人手不足なのに辞めるなんて、自分が悪い気がする……。
薬局を辞めると決めても、最後に大きな壁になるのが上司への退職の切り出し方です。
薬剤師求人を探すことより、面接を受けることより、退職の第一声を言う方がつらい。そう感じる薬剤師は少なくありません。
管理薬剤師や薬局長が不機嫌そうに見える。調剤室では事務さんにも聞こえそう。休憩室には他のスタッフがいる。「今じゃないな」と思っているうちに、今日も言えずに終わってしまう。
「退職を伝えた瞬間、裏切り者みたいに見られるのではないか」と考えて、言葉が出なくなることもありますよね。
退職を伝えるのは、誰にとっても勇気がいります。薬局は狭い職場ですし、人手不足の空気もある。言い出せない日があっても、不思議ではありません。
私自身、管理薬剤師として退職の申し出を受けたことがあります。採用面接にも携わってきました。その経験から言えるのは、退職は「言い方」だけでなく「順番」と「場づくり」でこじれ方が変わるということです。
切り出し方は、難しく考えなくて大丈夫です。最初のひと言を決めておくだけで、退職の話は前に進みます。
薬剤師が退職を切り出す第一声は、これで十分です。
「少しお話があるのですが、お手すきの時にお時間をいただけますでしょうか。」
このひと言で、上司は「大事な話だな」と察します。退職の話をいきなり始めるのではなく、まずは1対1で話せる場を作ることから始めましょう。
薬剤師が退職を切り出す第一声は「少しお話があるのですが」でよい
薬剤師の退職は、第一声で面談の時間を確保すると落ち着いて進む。
退職を切り出すとき、最初から「辞めます」と言わなくても大丈夫です。
薬局内で突然「退職したいです」と言うと、上司も驚きます。周りのスタッフに聞こえるおそれもあります。
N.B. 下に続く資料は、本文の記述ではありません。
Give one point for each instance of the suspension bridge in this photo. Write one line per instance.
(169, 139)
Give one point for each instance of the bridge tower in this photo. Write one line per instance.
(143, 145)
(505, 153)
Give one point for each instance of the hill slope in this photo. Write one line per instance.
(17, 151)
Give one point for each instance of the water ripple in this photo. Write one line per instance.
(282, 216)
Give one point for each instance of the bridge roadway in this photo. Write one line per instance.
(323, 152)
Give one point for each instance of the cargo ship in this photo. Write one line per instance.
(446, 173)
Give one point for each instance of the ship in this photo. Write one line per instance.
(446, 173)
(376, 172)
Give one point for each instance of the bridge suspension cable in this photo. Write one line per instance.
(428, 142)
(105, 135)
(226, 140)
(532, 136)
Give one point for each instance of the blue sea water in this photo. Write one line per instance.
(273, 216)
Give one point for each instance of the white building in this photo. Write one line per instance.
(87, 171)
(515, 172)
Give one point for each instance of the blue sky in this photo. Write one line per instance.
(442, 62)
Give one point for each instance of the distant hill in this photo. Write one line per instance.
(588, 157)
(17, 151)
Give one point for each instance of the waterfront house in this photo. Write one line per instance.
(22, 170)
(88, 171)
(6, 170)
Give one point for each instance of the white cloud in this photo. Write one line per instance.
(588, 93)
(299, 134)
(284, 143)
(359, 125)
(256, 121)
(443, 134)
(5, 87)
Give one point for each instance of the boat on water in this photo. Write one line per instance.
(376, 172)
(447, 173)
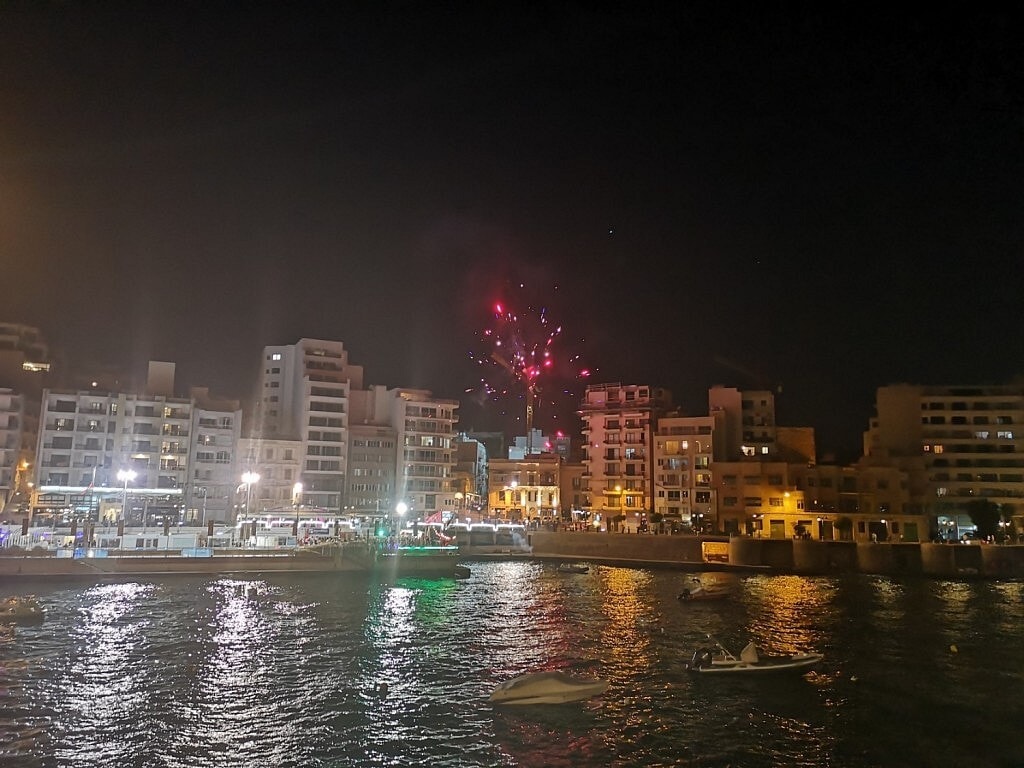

最初にやることは、退職理由を話すことではありません。退職届を出すことでもありません。
上司と落ち着いて話せる時間をもらうことです。
「少しお話があるのですが、お手すきの時にお時間をいただけますでしょうか。」
「今すぐでなくて大丈夫ですので、今日どこかで少しお話しできる時間をいただけますか。」
「業務後に少しご相談したいことがあります。お時間をいただくことは可能でしょうか。」
この言い方なら、周りに退職の話だと聞かれません。上司にも失礼になりません。
声が震えても構いません。うまく言えなくても、真剣な表情で「少しお話が……」と言えれば十分です。
上司が忙しそうなときは、今すぐ話そうとしない
管理薬剤師や薬局長は、いつも何かに追われています。
監査、投薬、疑義照会、在庫管理、シフト調整、本部への報告。声をかけるタイミングが見つからないのは当然です。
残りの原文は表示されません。